I'm looking for an HONEST and Reputable Mazatlan Real Estate Attorney (Notario Publico) for a real estate matter in Mazatlan.

Any light you can share would be greatly appreciated.

Thank you!


----------



## chapaladon (May 18, 2012)

piinc, It doesn,t look like there have been any response to your post! 

Perhaps if you were to provide a little more detail, someone might be able to help you.

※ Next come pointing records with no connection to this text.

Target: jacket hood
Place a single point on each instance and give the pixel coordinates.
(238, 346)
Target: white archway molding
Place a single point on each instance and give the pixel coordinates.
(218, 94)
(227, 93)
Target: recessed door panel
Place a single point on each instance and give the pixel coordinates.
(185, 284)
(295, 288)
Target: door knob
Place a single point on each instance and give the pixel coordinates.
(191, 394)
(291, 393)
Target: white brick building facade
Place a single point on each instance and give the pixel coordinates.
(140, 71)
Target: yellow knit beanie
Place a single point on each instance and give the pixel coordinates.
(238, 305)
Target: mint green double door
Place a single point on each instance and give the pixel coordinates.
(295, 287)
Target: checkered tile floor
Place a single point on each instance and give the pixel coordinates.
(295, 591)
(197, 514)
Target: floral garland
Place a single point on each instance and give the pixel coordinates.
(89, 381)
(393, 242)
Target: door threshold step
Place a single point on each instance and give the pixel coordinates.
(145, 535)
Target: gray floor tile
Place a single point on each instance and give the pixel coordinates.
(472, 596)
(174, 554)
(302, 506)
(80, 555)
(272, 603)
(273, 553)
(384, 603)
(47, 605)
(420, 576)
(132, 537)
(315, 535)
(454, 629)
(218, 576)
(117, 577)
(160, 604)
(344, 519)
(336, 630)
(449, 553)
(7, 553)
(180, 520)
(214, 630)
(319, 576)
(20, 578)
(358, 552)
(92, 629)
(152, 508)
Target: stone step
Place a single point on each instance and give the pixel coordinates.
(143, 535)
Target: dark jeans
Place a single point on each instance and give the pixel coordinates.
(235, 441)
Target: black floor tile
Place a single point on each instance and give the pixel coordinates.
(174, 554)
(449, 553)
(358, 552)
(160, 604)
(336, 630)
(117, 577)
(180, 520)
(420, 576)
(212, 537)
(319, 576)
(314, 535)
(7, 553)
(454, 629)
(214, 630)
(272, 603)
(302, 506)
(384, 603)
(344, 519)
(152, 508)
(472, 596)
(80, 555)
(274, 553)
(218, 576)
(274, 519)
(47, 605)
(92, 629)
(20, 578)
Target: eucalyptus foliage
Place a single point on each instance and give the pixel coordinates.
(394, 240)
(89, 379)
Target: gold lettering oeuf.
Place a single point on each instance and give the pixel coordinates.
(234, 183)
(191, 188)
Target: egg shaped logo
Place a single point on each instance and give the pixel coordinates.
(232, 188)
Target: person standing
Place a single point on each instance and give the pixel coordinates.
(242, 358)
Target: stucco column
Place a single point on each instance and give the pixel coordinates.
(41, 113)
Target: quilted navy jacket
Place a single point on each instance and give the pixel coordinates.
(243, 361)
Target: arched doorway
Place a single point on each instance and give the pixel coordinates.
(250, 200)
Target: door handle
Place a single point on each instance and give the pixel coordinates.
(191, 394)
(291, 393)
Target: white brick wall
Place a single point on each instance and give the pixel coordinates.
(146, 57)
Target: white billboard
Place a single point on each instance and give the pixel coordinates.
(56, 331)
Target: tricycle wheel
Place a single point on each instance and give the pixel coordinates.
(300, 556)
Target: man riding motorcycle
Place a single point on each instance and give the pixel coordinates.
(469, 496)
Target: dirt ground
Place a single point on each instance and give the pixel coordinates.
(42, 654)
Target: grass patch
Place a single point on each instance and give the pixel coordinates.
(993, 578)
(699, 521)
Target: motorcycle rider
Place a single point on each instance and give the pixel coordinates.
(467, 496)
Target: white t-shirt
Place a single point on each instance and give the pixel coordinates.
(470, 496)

Do you need assistance in buying, selling, litigation? Are you Mexican ? Is the real estate located near the ocean? Where are you located? You may not need an Notario, it depends a lot on your particular situation!


----------



## sparks (Jun 17, 2007)

I think he is long gone ..... but I would suggest the Yahoo Group "MazInfo"


----------



## chapaladon (May 18, 2012)

Sparks! piinc will be looking for along time. LOL . If it is a probate matter here in Mexico, it could take anywhere from 3 - 7 years if it is fairly contested, and I have heard of some cases that take up to 15 years. Some have gone through a quick process taking less than a year, and then spending another 5-7 years to straighten out the quickie. Quickies here in Mexico can get you in a lot of trouble LOL! Anywhere for that matter,LOL
I have a friend whose family has been intestate (Probate Court) for over 10 years. 

There is a lot of property, and a couple of retail stores. 7 Family members, different government agency's and about 14 different lawyers. What a mess. What a shame! 
Hope we do hear from piinc, it could be a interesting read for the forum members. Have a good day!


----------